Well, I cannot say I am now as cool as cucumber 24-7…. But what I can say is that I am down to 90, sometimes even 85. This might not seem like a big drop but to me, it is. Carol beautifully described me, using cars as a metaphor: “Imad, emotionally, you are not a Mini but a Ferrari.”

This was a lovely phrase (and it made me feel richer than I actually am.)

“I am a Ferrari.” This is now a reminder in my phone just to remind myself of this turn of phrase.
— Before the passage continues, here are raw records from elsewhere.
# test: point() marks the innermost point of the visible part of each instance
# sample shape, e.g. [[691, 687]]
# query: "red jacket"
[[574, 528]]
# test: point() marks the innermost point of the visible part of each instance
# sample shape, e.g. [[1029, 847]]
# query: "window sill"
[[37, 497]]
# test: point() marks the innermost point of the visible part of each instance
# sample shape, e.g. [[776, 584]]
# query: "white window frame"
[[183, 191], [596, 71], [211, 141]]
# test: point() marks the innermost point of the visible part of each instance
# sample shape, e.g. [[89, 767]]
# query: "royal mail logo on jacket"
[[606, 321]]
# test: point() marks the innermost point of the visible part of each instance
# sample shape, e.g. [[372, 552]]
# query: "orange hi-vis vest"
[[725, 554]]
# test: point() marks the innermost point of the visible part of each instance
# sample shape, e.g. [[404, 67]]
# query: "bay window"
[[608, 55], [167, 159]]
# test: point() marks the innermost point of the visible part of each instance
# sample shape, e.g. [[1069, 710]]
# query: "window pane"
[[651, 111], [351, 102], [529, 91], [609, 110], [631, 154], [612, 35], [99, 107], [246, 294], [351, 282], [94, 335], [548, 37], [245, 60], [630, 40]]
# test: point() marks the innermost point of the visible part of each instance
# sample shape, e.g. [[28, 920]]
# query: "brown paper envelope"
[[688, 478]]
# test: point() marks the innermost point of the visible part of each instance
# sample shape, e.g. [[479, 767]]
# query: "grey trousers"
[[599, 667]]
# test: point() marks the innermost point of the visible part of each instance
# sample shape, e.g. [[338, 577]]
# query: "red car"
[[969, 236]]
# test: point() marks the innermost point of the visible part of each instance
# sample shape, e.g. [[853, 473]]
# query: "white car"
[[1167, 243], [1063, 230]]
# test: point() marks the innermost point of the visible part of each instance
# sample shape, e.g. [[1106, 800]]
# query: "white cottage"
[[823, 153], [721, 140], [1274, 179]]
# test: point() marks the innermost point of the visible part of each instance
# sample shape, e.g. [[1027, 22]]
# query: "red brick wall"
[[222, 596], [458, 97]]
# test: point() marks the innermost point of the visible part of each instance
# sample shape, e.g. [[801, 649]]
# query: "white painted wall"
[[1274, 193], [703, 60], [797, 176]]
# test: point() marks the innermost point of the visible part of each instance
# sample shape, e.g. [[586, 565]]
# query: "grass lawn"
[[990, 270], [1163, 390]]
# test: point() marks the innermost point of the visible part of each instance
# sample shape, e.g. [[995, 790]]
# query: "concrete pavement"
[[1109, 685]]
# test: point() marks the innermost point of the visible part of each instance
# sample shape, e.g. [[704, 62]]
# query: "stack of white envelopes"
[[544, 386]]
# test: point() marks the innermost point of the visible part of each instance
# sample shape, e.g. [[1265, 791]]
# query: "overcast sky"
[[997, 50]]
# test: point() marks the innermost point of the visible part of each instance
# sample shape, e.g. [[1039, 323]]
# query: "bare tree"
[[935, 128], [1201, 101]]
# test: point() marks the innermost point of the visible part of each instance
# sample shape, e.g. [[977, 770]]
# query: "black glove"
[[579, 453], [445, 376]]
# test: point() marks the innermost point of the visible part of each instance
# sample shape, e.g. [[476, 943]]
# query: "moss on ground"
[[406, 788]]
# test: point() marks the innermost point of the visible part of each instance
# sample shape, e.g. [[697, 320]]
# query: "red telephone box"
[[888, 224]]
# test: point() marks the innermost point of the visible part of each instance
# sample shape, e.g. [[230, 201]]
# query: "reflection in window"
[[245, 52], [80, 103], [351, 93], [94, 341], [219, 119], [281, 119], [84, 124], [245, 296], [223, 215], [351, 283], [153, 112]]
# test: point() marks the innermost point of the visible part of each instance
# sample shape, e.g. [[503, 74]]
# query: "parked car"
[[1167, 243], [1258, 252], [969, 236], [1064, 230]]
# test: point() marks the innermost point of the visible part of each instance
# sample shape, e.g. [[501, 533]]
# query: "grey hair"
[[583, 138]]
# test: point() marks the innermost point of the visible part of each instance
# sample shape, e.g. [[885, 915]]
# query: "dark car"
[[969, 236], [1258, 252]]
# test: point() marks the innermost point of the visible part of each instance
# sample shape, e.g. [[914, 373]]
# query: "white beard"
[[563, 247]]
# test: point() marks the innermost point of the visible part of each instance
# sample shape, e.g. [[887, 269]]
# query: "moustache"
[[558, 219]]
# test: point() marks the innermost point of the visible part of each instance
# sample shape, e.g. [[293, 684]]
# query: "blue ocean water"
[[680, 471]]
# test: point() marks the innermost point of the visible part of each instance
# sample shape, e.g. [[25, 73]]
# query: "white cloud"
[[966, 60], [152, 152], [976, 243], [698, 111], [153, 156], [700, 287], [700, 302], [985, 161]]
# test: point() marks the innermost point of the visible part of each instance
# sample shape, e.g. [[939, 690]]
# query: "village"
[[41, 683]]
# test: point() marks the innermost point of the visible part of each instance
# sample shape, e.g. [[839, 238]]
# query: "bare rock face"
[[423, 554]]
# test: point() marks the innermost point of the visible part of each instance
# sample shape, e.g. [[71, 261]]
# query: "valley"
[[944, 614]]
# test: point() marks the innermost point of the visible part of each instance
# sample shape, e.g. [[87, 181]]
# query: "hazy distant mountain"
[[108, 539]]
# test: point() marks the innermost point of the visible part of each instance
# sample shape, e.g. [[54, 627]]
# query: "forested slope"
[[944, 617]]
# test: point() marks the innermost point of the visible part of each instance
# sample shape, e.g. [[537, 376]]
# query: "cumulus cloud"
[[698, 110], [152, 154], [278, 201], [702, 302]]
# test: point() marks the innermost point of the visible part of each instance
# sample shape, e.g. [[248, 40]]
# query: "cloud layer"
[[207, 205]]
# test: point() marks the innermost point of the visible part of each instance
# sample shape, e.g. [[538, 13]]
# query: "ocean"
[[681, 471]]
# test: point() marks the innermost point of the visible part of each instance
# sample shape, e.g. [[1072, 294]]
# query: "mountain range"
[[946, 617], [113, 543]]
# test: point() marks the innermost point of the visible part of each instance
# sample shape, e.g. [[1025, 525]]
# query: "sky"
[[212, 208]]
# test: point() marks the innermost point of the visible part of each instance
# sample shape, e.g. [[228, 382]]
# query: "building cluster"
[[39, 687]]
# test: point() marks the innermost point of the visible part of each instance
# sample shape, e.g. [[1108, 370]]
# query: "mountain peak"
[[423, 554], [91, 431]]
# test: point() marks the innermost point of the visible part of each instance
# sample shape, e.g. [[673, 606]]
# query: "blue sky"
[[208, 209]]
Additionally, I also like to see my emotionality as a potential strength now – when others are in pain, I can feel it too, and I do what I can to help. I don’t want anybody to feel as alone as I have for large chunks of my life.

Experts like the London-based Psychotherapist Imi Lo encourages Borderlines to see their unusually high frequency as being an example of them being ‘emotionally gifted.’ This is a phrase which I fell in love with when I heard it – being emotionally gifted can lead to the greatest empathy for others, the most emotional art and other avenues for creativity.

So, I am always trying to see the silver lining – it’s not always easy but you have to see it, or you will soon become lost in the fog of your own condition. I refuse to allow this to happen. There is too much at stake.

Alhamdulillah – I am now able to take hits and disappointment without becoming devastated or suicidal.

If I want to harm myself (and that thought has become instinctive over the years), I pick up an ice cube and hold it until it melts. This technique means relief without any marks on the body – and it establishes some control back for me, not The Voice.

I am not out of the woods yet – but I keep battling – for myself, my wife and my children.

Being told that I was a Borderline made a lot of things make sense to me – now, I know my enemy.

It is no longer a faceless form in the shadows.

The Voice is still there – but it’s not as loud as it used to be.

It knows it has a fight on its hands.